Super Tuesday was defined by change. The Democrats have had enough change. Solid majorities in key states said that they did not want a more liberal candidate than Obama. The one major exception was Vermont which went for Bernie Sanders. Sanders also won Oklahoma where around a third backed a turn even further left than Obama. But beyond them, there was no great appetite for outsiders.
“This campaign is not just about electing a president; it is about transforming America,” Bernie Sanders bleated back in Vermont. But the Democrats may be suffering from transformation fatigue.
Most Democrats have made it clear that they want another two terms of Obama. Exit polls from Alabama, Georgia, Tennessee and Virginia showed solid support for a continuation of Obama’s policies. The Sanders change agenda plays well with younger voters, particularly with white voters, but fails with a Democratic Party whose base is in thrall to Obama despite his legacy of economic misery and failure.
Hillary Clinton had initially hoped to run as a historic candidate while touting her own experience, but was instead forced to run as a proxy for Obama in order to preserve her minority firewall which saved her in South Carolina and other states with large black Democratic constituencies. It’s a humiliating comedown for Hillary to have to run as Obama’s shadow. But she’s willing to do that and abandon the dream of creating her own legacy beyond Obama for the opportunity to make it to the White House.

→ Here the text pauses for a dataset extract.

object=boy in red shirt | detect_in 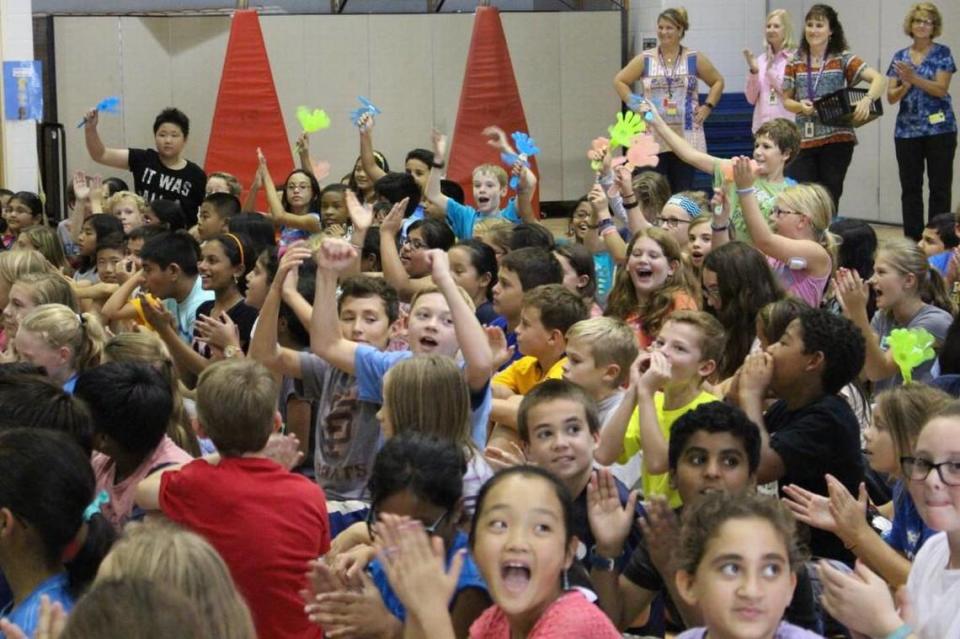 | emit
[137,359,330,639]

On the Republican side there was a great appetite for outsiders and for change. The two big winners, Trump and Ted Cruz, both ran as outsider candidates on platforms of change. In an extraordinary turn of events, Rubio, the establishment candidate, had the poorest performance of the top three candidates.
Democrats may no longer be interested in transforming America, but Republicans are. Hope and Change has lost its luster for the party that inflicted two terms of Obama on the country. But Change is running strong among Republicans, even if Hope has not always come along for the long ride of the primaries.

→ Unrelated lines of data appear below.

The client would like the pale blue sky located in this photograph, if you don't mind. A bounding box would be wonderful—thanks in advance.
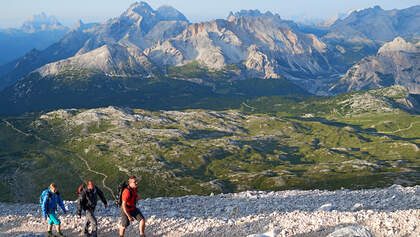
[0,0,420,28]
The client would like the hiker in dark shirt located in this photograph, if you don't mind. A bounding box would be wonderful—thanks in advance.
[77,180,108,237]
[120,176,146,237]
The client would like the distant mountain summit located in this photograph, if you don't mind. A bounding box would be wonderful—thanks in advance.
[331,37,420,94]
[330,6,420,42]
[0,2,420,115]
[20,12,67,33]
[0,13,69,67]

While the establishment lane prevailed for the Democrats, the anti-establishment lane dominated among Republicans. These two different snapshots of Super Tuesday from both parties also help explain the dramatic difference in voter turnout. Republican voter turnout quadrupled in Virginia and increased by hundreds of thousands in Tennessee, Texas, Georgia and Massachusetts. Democratic voter turnout was underwhelming. Voting for the safe establishment choice does not really rally primary voters.